I am now reading Ronen Bergman’s book, ‘Rise and Kill First: The Secret History of Israel’s Targeted Assassinations’. It is an illuminating book. So much to learn about how we humans damage each other beyond repair until we yearn to ‘Rise and Kill First’ to avoid being ‘lambs to the slaughter.’
Here is an extract from an early section of the book:
Ben-Gurion foresaw that a Jewish state would soon be established in Palestine and that the new nation would immediately be forced to fight a war against Arabs in Palestine and repel invasions by the armies of neighboring Arab states. The Haganah command thus also began secretly preparing for this all-out war, and as part of the preparations, an order code-named Zarzir (or Starling) was issued, providing for the assassination of the heads of the Arab population of Palestine. WHILE THE HAGANAH SLOWLY stepped up the use of targeted killings, the radical undergrounds had their killing campaign in full motion, trying to push the British out of Palestine. Yitzhak Shamir, now in command of Lehi, resolved not only to eliminate key figures of the British Mandate locally—killing CID personnel and making numerous attempts to do the same to the Jerusalem police chief, Michael Joseph McConnell, and the high commissioner, Sir Harold MacMichael—but also Englishmen in other countries who posed a threat to his political objective. Walter Edward Guinness, more formally known as Lord Moyne, for example, was the British resident minister of state in Cairo, which was also under British rule. The Jews in Palestine considered Moyne a flagrant anti-Semite who had assiduously used his position to restrict the Yishuv’s power by significantly reducing immigration quotas for Holocaust survivors. Shamir ordered Moyne killed. He sent two Lehi operatives, Eliyahu Hakim and Eliyahu Bet-Zuri, to Cairo, where they waited at the door to Moyne’s house. When Moyne pulled up, his secretary in the car with him, Hakim and Bet-Zuri sprinted to the car. One of them shoved a pistol through the window, aimed it at Moyne’s head, and fired three times. Moyne gripped his throat. “Oh, they’ve shot us!” he cried, and then slumped forward in his seat. Still, it was an amateurish operation. Shamir had counseled his young killers to arrange to escape in a car, but instead they fled on slow-moving bicycles. Egyptian police quickly apprehended them, and Hakim and Bet-Zuri were tried, convicted, and, six months later, hanged.

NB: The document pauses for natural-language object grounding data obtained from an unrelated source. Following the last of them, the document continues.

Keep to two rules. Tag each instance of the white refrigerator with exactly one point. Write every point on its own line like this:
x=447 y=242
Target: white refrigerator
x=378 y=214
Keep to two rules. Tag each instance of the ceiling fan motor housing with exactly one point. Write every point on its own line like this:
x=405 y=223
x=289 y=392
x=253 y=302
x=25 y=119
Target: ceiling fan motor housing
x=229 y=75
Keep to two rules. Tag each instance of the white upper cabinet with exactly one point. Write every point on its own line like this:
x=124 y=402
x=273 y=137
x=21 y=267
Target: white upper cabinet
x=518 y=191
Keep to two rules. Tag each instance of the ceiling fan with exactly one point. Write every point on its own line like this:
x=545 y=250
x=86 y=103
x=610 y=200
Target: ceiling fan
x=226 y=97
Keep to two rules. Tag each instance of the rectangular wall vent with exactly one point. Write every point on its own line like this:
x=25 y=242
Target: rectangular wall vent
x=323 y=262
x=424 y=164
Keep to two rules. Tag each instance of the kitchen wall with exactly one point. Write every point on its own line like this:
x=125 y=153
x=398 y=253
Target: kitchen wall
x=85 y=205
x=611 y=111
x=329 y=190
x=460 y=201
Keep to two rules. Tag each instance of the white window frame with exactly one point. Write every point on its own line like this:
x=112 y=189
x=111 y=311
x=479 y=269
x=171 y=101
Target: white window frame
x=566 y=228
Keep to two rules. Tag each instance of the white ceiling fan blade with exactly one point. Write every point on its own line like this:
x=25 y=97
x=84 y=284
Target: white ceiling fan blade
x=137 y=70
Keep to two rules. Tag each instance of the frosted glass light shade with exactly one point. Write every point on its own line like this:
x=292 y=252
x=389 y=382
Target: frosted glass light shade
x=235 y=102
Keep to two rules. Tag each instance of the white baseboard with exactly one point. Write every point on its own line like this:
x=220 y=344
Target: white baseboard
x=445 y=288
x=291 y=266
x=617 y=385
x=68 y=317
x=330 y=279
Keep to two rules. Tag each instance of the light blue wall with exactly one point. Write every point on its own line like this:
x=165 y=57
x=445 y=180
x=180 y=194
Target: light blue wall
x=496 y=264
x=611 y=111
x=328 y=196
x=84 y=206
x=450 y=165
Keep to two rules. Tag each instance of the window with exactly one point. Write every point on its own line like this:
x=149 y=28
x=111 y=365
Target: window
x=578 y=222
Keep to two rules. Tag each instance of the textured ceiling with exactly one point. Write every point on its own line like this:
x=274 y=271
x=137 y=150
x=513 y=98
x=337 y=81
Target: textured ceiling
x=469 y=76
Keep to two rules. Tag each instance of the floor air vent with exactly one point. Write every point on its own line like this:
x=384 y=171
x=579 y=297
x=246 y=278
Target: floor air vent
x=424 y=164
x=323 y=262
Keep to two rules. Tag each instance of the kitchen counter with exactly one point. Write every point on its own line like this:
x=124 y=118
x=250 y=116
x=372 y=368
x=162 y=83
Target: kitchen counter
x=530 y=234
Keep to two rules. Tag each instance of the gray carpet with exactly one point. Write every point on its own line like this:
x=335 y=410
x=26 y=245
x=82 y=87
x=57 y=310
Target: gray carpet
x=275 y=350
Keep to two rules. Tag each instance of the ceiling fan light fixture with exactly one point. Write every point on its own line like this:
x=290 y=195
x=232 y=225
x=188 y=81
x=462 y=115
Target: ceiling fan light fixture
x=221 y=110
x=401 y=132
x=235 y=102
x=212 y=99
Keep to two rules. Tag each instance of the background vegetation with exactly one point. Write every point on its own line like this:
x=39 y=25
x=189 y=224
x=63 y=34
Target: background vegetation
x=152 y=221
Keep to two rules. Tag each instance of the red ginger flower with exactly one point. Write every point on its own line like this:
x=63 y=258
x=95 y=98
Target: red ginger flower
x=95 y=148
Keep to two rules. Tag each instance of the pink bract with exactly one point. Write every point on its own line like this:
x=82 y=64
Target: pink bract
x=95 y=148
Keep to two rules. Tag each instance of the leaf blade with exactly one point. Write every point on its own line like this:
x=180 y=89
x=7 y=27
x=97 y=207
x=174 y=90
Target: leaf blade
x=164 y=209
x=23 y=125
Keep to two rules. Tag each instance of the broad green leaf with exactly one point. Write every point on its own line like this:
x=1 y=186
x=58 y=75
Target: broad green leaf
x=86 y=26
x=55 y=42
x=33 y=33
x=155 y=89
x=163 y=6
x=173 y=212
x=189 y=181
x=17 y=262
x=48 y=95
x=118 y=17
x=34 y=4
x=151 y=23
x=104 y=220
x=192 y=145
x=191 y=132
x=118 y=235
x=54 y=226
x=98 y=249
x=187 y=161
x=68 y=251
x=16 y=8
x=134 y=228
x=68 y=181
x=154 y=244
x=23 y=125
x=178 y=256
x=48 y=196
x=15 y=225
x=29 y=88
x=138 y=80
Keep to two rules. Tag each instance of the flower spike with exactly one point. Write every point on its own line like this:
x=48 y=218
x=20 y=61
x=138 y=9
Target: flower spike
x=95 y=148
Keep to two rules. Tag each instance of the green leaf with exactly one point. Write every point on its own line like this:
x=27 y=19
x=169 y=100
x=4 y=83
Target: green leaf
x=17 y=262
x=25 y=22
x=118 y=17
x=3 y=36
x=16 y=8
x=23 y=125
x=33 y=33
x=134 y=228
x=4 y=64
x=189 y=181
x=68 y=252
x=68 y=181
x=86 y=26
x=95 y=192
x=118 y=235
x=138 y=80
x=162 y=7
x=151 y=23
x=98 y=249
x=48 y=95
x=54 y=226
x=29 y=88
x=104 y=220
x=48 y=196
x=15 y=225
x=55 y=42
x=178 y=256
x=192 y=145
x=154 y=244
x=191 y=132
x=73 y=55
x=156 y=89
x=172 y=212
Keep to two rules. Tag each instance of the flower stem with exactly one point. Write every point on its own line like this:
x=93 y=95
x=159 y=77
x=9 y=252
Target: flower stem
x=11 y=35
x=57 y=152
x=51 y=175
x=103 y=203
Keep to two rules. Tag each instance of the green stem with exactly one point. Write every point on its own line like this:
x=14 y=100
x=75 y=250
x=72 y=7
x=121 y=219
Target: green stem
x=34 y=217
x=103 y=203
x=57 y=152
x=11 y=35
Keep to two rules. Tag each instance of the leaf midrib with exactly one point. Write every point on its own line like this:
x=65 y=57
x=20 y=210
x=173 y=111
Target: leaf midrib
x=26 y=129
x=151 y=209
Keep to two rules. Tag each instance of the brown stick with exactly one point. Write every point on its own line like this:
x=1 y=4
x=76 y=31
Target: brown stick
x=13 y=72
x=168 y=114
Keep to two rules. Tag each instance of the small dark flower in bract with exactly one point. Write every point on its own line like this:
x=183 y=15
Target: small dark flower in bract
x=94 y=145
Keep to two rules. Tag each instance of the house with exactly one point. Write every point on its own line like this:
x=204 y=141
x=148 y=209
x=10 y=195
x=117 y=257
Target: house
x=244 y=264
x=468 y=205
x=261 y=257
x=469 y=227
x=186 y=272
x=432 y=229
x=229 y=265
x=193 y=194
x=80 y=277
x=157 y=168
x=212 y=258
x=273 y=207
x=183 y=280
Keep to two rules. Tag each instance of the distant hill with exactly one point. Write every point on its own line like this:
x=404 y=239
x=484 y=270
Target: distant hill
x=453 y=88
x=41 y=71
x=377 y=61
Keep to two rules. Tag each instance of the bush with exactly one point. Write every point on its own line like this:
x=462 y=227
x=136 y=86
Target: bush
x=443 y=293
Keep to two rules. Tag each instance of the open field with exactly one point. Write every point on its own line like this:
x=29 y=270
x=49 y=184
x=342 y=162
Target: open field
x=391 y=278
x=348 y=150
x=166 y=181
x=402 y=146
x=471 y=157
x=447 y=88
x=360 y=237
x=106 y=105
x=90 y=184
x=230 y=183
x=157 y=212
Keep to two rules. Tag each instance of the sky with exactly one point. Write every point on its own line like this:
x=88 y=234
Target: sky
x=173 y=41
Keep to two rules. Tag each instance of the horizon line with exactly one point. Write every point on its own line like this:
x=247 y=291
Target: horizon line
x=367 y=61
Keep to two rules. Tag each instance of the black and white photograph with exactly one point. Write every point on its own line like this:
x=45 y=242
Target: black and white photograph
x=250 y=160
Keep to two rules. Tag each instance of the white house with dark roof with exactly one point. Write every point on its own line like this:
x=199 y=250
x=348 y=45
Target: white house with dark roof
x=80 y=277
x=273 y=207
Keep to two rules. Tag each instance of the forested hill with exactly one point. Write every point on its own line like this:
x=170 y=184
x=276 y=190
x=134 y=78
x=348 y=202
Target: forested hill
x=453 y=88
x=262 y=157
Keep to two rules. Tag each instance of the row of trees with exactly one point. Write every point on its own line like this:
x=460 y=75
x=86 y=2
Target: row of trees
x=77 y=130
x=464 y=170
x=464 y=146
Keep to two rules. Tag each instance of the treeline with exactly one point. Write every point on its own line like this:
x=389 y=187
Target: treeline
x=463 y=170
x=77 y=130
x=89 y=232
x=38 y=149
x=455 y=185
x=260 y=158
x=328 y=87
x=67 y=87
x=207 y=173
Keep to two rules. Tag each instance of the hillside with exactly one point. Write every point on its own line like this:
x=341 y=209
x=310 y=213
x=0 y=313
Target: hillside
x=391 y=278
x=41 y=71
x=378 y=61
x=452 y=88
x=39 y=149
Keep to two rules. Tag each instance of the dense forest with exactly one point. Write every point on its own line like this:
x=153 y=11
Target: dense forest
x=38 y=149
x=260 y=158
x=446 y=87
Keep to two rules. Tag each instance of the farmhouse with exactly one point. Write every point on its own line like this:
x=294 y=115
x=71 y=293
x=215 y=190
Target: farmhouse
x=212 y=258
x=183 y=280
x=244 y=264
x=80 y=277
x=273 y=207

But, as the author then goes on to say, many more atrocities against the British ensued, and the perpetrators were named as “a new group of gangsters” by Churchill.
As India obtained independence from the British Empire, so finally the costs of maintaining a Palestinian Protectorate became too costly and the role of the British in Palestine was replaced with the new state of Israel. The armed forces and intelligence community sprang out of ‘ the men who fought that bloody underground war – guerrillas, assassins, terrorists.’
A surprising (to me) piece of history was how during WW2, the Nazi presence replaced the British through the existing German Templer sect who had settled in Palestine in the late 1800s. See:
https://www.bbc.co.uk/news/magazine-22276494
Their presence was eliminated by those Jews who went to Europe and witnessed the atrocities of the Holocaust.
And those who have been slaughtered like lambs will now ‘Rise and Kill First’.
I have been trying to understand this perpetual cycle where people living peacefully somewhere on earth find themselves rounded up and slaughtered by others they never knew and for reasons they don’t understand. Once the bloody tale is related, others rise up to seek revenge and the killing cycle continues as it has throughout human history.
This seems to be an inbuilt mechanism triggered by an emotion we recognise as hatred. But it is also a disgust in that part of us which simply seeks to live in peace and love our fellow man.